A inclusão de pessoas com deficiência intelectual é promovida na oficina culinária Cozinha Vizinha. Uma partilha de saberes e sabores feita com base num processo colaborativo para ajudar a transformar vidas.
Hoje há cozido à portuguesa. Rústico, farto e carregado de tradição. É o prato do dia de mais uma sessão Cozinha Vizinha, uma oficina culinária colaborativa temperada com saberes e sabores, preparada com amor, feita de aprendizagem e de partilha. A receita é de alimento e inclusão.
Couves, cenouras, nabos, batatas, carnes e enchidos acabados de comprar chegam à cozinha das instalações do Viso da APPACDM de Setúbal, entidade parceira do município no desenvolvimento desta iniciativa para inclusão de pessoas com deficiência intelectual.
A manhã, chuvosa, já vai adiantada. Passam largos minutos das onze e há muito que fazer.
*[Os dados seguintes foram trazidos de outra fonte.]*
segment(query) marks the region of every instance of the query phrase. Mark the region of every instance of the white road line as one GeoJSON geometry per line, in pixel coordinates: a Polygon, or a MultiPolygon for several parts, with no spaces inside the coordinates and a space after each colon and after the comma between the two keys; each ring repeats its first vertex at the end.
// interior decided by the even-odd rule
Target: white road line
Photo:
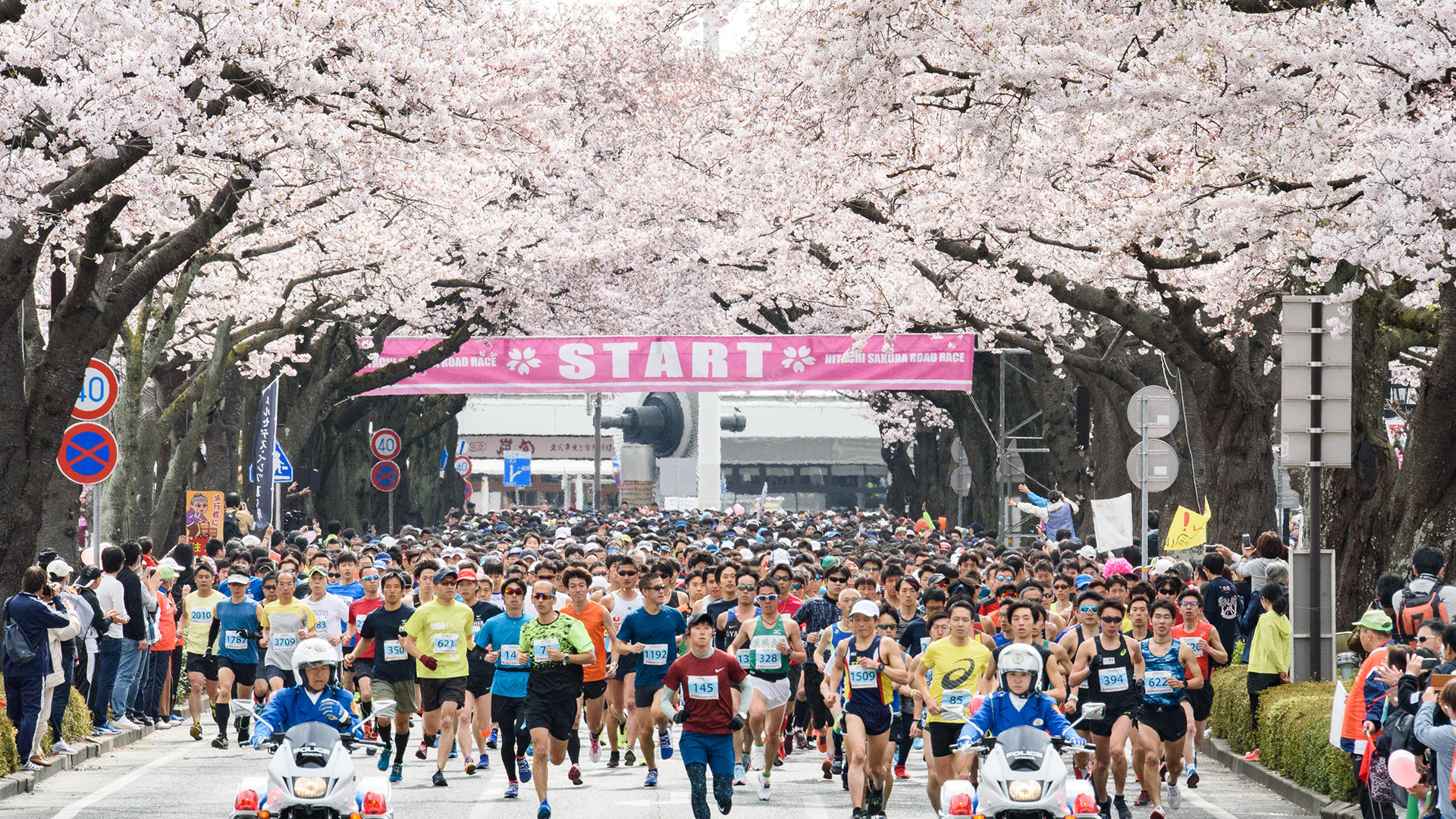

E um cozido não se faz à pressa. “Bora lá, vamos reunir”, diz Vanessa Amorim, uma das três técnicas municipais, juntamente com Débora Florindo e Joana Coelho, a acompanhar a sessão.
Na maior bancada da cozinha, a equipa reúne-se para a distribuição de tarefas. A preparação de um cozido é um ritual com segredos. Por isso, há que chamar uma especialista. “Dona Conceição [moradora do Bairro Grito do Povo, que colabora na iniciativa], precisamos de si aqui!”
No fogão, água com sal repartida por quatro tachos já está à procura de fervura para receber a matéria-prima. A couve-lombarda é a primeira a ir lume, assim como as carnes, separadas. “São os que demoram mais tempo a cozer”, revela a especialista.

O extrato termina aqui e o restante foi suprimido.